Sir
Oliver Tressilian: Sakr-el-Bahr, The Sea Hawk
Sakr-el-Bahr, the Hawk of the Sea, the
scourge of the Mediterranean, the terror of Christians, and
the beloved of Asad-ed-Din, Basha of Algiers, is a devout
Muslim corsair. He is also Sir Oliver Tressilian.
Before Capatin Blood, there was Sir Oliver, a nobleman villainously
betrayed by a jealous brother.

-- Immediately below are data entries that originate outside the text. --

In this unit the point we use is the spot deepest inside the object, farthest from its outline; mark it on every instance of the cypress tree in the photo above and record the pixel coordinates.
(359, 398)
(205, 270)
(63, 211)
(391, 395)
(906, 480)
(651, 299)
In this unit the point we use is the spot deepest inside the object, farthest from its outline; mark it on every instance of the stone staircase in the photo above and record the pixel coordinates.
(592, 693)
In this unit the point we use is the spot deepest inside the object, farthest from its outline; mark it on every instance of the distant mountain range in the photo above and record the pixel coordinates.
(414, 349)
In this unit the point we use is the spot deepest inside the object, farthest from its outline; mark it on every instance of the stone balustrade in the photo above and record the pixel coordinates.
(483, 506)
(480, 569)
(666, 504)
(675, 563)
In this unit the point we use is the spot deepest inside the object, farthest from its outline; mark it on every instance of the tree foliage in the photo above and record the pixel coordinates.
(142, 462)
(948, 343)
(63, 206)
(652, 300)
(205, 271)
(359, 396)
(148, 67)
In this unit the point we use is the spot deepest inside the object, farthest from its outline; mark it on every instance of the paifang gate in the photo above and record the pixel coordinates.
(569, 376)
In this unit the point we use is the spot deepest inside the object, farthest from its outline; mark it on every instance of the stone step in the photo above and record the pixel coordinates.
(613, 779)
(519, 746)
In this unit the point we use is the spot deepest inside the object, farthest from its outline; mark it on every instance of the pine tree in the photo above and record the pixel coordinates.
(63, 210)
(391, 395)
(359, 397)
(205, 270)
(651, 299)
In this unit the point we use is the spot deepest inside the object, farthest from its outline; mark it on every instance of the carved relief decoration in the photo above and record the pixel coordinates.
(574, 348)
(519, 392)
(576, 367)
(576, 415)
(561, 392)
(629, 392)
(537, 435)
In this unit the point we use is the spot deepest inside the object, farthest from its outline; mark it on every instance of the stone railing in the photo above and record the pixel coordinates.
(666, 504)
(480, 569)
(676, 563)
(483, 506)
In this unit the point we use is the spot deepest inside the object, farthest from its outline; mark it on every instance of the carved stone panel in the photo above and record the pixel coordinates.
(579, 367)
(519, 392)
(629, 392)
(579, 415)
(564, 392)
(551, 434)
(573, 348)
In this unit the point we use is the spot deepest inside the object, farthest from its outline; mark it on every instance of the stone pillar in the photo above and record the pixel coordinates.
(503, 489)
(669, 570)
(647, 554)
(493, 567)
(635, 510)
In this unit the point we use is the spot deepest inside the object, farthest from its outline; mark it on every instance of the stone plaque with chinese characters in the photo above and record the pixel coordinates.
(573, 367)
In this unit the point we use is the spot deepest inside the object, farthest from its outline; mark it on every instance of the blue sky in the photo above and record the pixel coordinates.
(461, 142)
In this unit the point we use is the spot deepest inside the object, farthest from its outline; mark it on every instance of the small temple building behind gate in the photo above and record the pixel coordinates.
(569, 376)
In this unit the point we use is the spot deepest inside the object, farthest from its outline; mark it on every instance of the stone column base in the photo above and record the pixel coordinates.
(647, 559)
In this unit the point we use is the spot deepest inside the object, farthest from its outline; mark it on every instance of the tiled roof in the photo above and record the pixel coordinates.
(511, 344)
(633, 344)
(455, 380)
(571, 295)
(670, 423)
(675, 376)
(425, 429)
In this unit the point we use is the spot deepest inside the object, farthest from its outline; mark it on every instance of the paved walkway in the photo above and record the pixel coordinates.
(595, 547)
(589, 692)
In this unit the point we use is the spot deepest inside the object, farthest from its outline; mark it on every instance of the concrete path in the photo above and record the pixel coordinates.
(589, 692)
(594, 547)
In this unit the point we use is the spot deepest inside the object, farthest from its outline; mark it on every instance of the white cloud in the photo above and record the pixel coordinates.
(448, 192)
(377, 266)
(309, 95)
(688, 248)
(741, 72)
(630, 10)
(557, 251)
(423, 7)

Forced into slavery aboard
a Spanish galley, Sir Oliver is liberated by Barbary pirates,
joins them, and soon sets off on a quest for revenge.
Sir Oliver is an anti-hero which many
readers find superior to Sabatini's later creation Capatin
Blood.
In the film Flynn, plays Elizabethan-era
privateer Sir Geoffrey Thorpe an English privateer that defends
his nation's interests on the eve of the Spanish Armada.
Time magazine of 19 August 1940 observed, "The Sea Hawk
(Warner) is 1940's lustiest assault on the double feature.
It cost $1,700,000, exhibits Errol Flynn and 3,000 other cinemactors
performing every imaginable feat of spectacular derring-do,
and lasts two hours and seven minutes...Produced by Warner's
Hal Wallis with a splendor that would set parsimonious Queen
Bess's teeth on edge, constructed of the most tried-&-true
cinema materials available, The Sea Hawk is a handsome, shipshape
picture. To Irish Cinemactor Errol Flynn, it gives the best
swashbuckling role he has had since Captain Blood. For Hungarian
Director Michael Curtiz, who took Flynn from bit-player ranks
to make Captain Blood and has made nine pictures with him
since, it should prove a high point in their profitable relationship."